What Is A&D's Super Hybrid Sensor (SHS) Technology?
Published by AND Gulf Technical Team ·
Super Hybrid Sensor (SHS) is A&D Japan's patented weighing mechanism that combines electromagnetic force restoration (EMFR) — the technology used in analytical balances — with a single-point parallelogram load cell architecture. The result is a balance that achieves analytical-grade repeatability and linearity while stabilising approximately 3× faster than conventional EMFR balances, making it the preferred mechanism for high-throughput laboratory and production floor weighing applications.
How conventional EMFR balances work
Electromagnetic force restoration balances measure mass by applying an opposing electromagnetic force to the balance beam until equilibrium is reached. The current required to maintain equilibrium is proportional to the mass on the pan. EMFR balances are the reference standard for high-precision analytical weighing because the electromagnetic mechanism has no moving parts that wear, provides intrinsically linear output, and achieves readability to 0.001 mg.

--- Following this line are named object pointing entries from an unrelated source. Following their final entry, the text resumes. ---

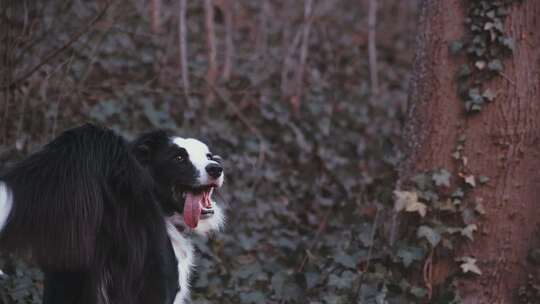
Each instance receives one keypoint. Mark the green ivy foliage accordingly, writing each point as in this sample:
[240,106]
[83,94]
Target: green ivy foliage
[485,45]
[309,193]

The limitation of conventional EMFR is speed: the electromagnetic coil must settle to equilibrium after a load is placed, and any vibration or air current during this settling process causes erratic readings. This is why analytical balances require enclosed draft shields and anti-vibration tables — and why they are typically slower to stabilise (3–10 seconds) than strain gauge balances.
How SHS differs
SHS uses a single-point parallelogram load cell — the mechanism used in precision and industrial balances — as the primary mechanical element, but applies electromagnetic force feedback to the load cell output rather than to a separate beam. This architecture gives SHS the corner-load immunity of a parallelogram cell (any off-centre placement of the sample on the pan gives the same result as centred placement) while retaining the linearity and repeatability of electromagnetic force restoration.
The practical result is faster stabilisation: A&D SHS balances typically stabilise in 1.0–1.5 seconds, versus 3–5 seconds for conventional EMFR analytical balances. For a pharmaceutical dispensing operation weighing 200 samples per shift, this difference translates to approximately 15 minutes of recovered productivity.
SHS versus strain gauge — what's the difference?
Conventional precision and industrial balances use strain gauge load cells: a metal beam deforms under load, and the resistance change in attached strain gauges is measured. Strain gauges are inexpensive and robust, but their output drifts with temperature and they cannot match EMFR linearity at high resolutions (below 0.01 g). SHS delivers EMFR-quality linearity at precision-balance stabilisation speeds — the best of both technologies.
For the end user, this means A&D SHS precision balances (GX-A/GF-A, FZ-i/FX-i series) outperform competitor strain-gauge balances on repeatability (typically ±0.05–0.1 mg vs ±0.2–0.3 mg for strain gauge at the same capacity) and maintain this performance across the ambient temperature range found in UAE laboratories and manufacturing facilities.
Which A&D instruments use SHS?
SHS is used in A&D Japan's full analytical and precision balance range, including the BM Series micro-analytical balances, GH and GR Series analytical balances, GX-A/GF-A Apollo Series precision balances, FZ-i/FX-i Series precision balances, and the HR-i Series top-loading balances. The SHS mechanism is the primary reason A&D balances command a price premium over entry-level strain-gauge precision balances, and why they are the preferred instrument for pharmaceutical QC, gold trading, and analytical laboratory applications in the UAE.